Train/Val/Test/Seed split for node classification tasks. The size parameters can either be int or float. If a size parameter is int, then this means the actual number, if it is float, then this means a ratio. train_size or train_size_per_class is mandatory, with the former regardless of class labels. Validation and seed masks are optional. Seed masks here masks nodes within the training set, e.g., in a semi-supervised setting as described in the SSSNET: Semi-Supervised Signed Network Clustering paper. If test_size and test_size_per_class are both None, all the remaining nodes after selecting training (and validation) nodes will be included.

Parameters
  • data (torch_geometric.data.Data or DirectedData, required) – The data object for data split.

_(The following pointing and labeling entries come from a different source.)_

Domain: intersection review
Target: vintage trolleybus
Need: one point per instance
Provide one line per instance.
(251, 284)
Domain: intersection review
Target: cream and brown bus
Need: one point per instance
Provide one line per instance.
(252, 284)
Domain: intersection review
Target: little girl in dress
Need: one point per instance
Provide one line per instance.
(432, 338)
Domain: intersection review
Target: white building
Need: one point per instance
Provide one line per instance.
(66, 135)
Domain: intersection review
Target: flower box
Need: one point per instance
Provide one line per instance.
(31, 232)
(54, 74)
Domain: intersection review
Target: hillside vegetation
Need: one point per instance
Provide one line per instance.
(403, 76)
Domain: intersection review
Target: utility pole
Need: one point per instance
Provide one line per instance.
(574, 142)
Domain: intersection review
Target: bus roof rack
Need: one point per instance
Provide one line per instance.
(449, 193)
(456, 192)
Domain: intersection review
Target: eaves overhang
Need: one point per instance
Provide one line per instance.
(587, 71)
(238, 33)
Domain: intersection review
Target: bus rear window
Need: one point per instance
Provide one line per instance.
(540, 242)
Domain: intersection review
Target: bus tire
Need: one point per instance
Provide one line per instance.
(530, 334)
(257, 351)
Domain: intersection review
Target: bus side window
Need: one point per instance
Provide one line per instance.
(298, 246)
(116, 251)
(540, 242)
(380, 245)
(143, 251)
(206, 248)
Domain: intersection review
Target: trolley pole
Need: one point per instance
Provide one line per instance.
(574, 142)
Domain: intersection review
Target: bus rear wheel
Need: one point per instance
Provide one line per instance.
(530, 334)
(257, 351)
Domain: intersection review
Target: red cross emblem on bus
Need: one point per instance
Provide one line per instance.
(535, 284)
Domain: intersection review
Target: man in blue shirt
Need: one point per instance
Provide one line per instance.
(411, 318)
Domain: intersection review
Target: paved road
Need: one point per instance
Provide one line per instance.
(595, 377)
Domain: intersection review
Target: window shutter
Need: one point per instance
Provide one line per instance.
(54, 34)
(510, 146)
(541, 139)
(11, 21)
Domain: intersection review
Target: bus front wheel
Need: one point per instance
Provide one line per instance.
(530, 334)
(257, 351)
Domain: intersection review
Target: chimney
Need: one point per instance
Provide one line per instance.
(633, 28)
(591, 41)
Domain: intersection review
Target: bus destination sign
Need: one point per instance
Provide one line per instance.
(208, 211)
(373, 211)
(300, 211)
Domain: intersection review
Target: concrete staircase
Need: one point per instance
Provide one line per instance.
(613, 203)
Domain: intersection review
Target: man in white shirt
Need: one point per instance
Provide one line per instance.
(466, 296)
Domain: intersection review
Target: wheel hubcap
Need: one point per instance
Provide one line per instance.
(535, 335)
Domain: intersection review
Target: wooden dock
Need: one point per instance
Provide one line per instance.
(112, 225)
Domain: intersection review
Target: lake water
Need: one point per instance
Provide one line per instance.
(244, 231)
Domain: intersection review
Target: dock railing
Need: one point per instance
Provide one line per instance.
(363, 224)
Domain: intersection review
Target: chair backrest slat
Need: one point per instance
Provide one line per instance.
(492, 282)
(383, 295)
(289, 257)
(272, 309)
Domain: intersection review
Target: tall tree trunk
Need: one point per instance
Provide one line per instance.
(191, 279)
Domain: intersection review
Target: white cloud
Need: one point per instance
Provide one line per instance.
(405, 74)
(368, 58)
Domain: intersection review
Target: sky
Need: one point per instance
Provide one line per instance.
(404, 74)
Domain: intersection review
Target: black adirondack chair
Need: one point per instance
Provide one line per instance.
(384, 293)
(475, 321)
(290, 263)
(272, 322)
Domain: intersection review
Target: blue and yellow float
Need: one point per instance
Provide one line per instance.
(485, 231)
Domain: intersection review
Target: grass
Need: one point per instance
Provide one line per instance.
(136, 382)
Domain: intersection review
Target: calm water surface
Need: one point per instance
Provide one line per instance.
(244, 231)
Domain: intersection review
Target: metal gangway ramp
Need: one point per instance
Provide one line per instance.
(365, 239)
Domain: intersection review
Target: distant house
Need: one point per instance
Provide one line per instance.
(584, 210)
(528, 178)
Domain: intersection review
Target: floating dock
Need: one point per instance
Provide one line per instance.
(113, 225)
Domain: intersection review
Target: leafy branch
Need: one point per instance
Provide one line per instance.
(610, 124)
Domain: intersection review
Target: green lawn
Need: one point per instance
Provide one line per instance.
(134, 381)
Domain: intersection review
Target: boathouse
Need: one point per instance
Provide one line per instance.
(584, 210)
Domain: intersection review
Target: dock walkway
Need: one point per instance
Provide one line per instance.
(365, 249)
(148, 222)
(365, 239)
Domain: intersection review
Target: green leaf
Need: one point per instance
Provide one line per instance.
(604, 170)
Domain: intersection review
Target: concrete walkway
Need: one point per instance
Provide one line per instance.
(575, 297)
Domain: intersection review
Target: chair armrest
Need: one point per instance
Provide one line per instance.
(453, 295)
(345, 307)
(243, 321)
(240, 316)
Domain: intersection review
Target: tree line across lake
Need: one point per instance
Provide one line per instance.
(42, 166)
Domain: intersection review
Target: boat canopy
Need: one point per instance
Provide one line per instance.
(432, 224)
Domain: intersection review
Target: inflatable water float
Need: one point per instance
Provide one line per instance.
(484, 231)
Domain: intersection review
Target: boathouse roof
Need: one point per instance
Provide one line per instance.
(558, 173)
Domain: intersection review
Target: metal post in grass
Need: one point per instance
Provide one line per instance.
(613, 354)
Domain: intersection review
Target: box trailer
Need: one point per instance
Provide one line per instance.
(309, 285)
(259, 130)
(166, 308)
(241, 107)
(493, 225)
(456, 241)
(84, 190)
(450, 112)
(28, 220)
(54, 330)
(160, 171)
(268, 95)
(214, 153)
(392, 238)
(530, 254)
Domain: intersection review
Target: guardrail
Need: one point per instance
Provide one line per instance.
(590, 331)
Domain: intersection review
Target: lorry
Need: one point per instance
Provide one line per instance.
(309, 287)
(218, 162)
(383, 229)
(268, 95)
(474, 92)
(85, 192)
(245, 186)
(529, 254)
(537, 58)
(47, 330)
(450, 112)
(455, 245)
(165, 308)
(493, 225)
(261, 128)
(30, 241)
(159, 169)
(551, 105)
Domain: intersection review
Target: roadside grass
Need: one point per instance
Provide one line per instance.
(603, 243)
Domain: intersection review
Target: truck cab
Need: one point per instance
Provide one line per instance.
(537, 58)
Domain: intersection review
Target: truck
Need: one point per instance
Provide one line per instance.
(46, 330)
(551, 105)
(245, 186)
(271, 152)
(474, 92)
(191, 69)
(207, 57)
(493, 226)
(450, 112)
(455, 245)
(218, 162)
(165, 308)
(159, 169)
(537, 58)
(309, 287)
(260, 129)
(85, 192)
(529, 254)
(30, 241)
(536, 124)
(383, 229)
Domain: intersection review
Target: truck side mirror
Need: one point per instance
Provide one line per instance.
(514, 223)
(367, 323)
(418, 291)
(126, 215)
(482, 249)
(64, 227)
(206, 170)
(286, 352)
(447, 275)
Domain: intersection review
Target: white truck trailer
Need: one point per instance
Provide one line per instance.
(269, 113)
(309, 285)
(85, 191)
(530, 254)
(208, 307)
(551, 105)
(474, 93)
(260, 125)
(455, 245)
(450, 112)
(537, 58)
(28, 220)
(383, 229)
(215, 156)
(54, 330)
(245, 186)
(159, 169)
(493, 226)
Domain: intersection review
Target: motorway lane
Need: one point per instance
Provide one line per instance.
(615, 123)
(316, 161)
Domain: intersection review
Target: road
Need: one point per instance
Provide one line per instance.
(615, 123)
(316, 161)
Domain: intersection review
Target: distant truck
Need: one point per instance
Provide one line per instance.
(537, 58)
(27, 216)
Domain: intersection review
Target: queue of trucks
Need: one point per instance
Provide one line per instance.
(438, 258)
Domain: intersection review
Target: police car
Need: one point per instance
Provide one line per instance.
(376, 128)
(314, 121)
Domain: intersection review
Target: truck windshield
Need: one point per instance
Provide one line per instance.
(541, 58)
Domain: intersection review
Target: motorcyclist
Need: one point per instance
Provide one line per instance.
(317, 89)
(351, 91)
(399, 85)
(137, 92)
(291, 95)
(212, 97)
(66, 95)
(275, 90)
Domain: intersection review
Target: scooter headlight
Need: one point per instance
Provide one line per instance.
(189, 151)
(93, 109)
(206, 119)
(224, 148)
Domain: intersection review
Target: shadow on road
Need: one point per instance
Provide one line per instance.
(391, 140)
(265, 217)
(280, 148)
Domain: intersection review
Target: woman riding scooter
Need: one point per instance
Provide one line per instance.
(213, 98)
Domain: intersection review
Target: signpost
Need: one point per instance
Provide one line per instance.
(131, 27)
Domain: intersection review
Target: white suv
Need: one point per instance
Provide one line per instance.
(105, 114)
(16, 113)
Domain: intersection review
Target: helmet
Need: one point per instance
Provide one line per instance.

  • train_size (int or float, optional) – The size of random splits for the training dataset. If the input is a float number, the ratio of nodes in each class will be sampled.

  • val_size (int or float, optional) – The size of random splits for the validation dataset. If the input is a float number, the ratio of nodes in each class will be sampled.

  • test_size (int or float, optional) – The size of random splits for the validation dataset. If the input is a float number, the ratio of nodes in each class will be sampled. (Default: None. All nodes not selected for training/validation are used for testing)

  • seed_size (int or float, optional) – The size of random splits for the seed nodes within the training set. If the input is a float number, the ratio of nodes in each class will be sampled.

  • train_size_per_class (int or float, optional) – The size per class of random splits for the training dataset. If the input is a float number, the ratio of nodes in each class will be sampled.

  • val_size_per_class (int or float, optional) – The size per class of random splits for the validation dataset. If the input is a float number, the ratio of nodes in each class will be sampled.

  • test_size_per_class (int or float, optional) – The size per class of random splits for the testing dataset. If the input is a float number, the ratio of nodes in each class will be sampled. (Default: None. All nodes not selected for training/validation are used for testing)

  • seed_size_per_class (int or float, optional) – The size per class of random splits for seed nodes within the training set. If the input is a float number, the ratio of nodes in each class will be sampled.

  • seed (An empty list or a list with the length of data_split, optional) – The random seed list for each data split.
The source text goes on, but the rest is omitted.